Kicking off promptly at 8pm, a run of four tracks from 2015’s Tres Caballeros album opens the set, concluding with the melodic (un)tapping of Pressure Relief. Replete with vast, tightly-curled locks and beard, guitarist Guthrie Govan looks like Justin Hawkins after a spell on I’m A Celebrity…, or perhaps more appropriately, given his magical way with six strings, a wizard. One-time Steve Vai bassist Bryan Beller and Steven Wilson/Joe Satriani skinsman Marco Minnemann complete this almost over-competent trio and it’s the former who does most of the talking.

“As you know, we tour a lot,” he starts, introducing the title track of 2013’s Culture Clash. “And sometimes we find ourselves in weird places where we don’t know what’s going on…” “Like Manchester!” chimes the jubilant and inevitable heckle.

The threesome weave their way through a suitably vast expanse of cultural subsections: from full-on Bill & Ted shred, to classic prog and western inspired chicken picking; all while the audience whoop in response to any feats of wizardry.

Everybody have a good time! Guitarist Guthrie Govan shreds for Manchester

Everybody have a good time! Guitarist Guthrie Govan shreds for Manchester (Image credit: Mike Gray)

The frequent, frenetic rhythm changes are executed so tightly that they almost undermine their own prowess, but the downside of this is that, eventually, you start to question if this is a gig or a technique demonstration. Indeed Desert Tornado has a drum solo so indulgent that, part-way through, Prog fires up an iPhone stopwatch and watches it run to six and a half minutes. Half the crowd are enthralled, the rest are discussing their Christmas shopping.

It’s with some relief that Smuggler’s Corridor guides us back to Tres Caballeros and more exciting territory.

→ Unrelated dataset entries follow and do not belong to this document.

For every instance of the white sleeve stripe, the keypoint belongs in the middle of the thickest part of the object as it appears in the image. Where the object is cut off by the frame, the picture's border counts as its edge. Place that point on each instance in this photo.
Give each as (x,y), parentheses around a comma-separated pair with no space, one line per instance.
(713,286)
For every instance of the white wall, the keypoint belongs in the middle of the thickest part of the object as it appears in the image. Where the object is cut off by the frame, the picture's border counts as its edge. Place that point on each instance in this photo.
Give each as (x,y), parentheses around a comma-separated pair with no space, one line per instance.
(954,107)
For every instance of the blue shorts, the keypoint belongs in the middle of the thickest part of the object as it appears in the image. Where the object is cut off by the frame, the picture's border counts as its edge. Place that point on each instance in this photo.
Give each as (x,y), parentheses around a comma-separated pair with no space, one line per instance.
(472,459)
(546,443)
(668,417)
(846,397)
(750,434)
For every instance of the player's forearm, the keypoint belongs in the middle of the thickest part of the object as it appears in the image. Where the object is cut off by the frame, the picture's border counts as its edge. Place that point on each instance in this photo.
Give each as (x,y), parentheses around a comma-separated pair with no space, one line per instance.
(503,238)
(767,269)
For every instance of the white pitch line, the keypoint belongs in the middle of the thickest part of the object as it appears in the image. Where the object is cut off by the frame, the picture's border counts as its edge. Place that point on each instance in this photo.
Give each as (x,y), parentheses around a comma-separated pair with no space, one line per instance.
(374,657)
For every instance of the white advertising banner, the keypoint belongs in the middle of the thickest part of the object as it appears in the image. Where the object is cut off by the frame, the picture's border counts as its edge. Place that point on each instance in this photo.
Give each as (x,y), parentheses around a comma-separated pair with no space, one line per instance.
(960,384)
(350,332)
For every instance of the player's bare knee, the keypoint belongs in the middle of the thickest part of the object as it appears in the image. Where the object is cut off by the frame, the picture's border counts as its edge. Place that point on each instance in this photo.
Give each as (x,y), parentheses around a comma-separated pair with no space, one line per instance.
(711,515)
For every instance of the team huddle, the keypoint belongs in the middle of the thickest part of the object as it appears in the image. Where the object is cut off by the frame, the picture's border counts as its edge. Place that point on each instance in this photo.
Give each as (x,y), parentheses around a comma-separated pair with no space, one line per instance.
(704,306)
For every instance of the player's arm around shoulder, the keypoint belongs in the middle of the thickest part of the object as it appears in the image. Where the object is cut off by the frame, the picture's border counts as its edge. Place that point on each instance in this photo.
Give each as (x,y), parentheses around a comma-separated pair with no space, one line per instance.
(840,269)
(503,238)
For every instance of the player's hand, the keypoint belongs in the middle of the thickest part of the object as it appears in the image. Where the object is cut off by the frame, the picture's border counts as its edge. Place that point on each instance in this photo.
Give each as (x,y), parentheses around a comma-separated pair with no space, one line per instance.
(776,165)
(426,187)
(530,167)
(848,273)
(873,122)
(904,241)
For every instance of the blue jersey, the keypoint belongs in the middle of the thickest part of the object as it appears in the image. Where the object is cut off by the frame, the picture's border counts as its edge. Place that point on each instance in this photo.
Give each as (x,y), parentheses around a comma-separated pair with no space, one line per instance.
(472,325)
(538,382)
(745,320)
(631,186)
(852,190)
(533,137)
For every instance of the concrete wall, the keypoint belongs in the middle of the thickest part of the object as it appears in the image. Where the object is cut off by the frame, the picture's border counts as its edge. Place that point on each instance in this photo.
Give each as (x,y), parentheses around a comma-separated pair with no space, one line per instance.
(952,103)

The song has the semblance of a forgotten spaghetti western soundtrack, the type produced in the early 70s under the influence of copious illicit substances. A hair-raising Sergio Leone-style singalong rounds it out and proves the evening’s high point.

The band finish with first album favourite Get It Like That. A fan in an ‘All-Ireland Linguistics Olympiad’ hoody rocks out in front of us, as we begin to question whether or not we have the required IQ for this gig. The question is resolved when, mid-solo, Minneman pulls out a pig puppet and starts improvising oinks on the mic, while Beller responds by utilising a rubber chicken to surprisingly musical effect.

It’s tasteless and flippant to the point of idiocy, but then that’s the point – with The Aristocrats, the crowd are in on the joke.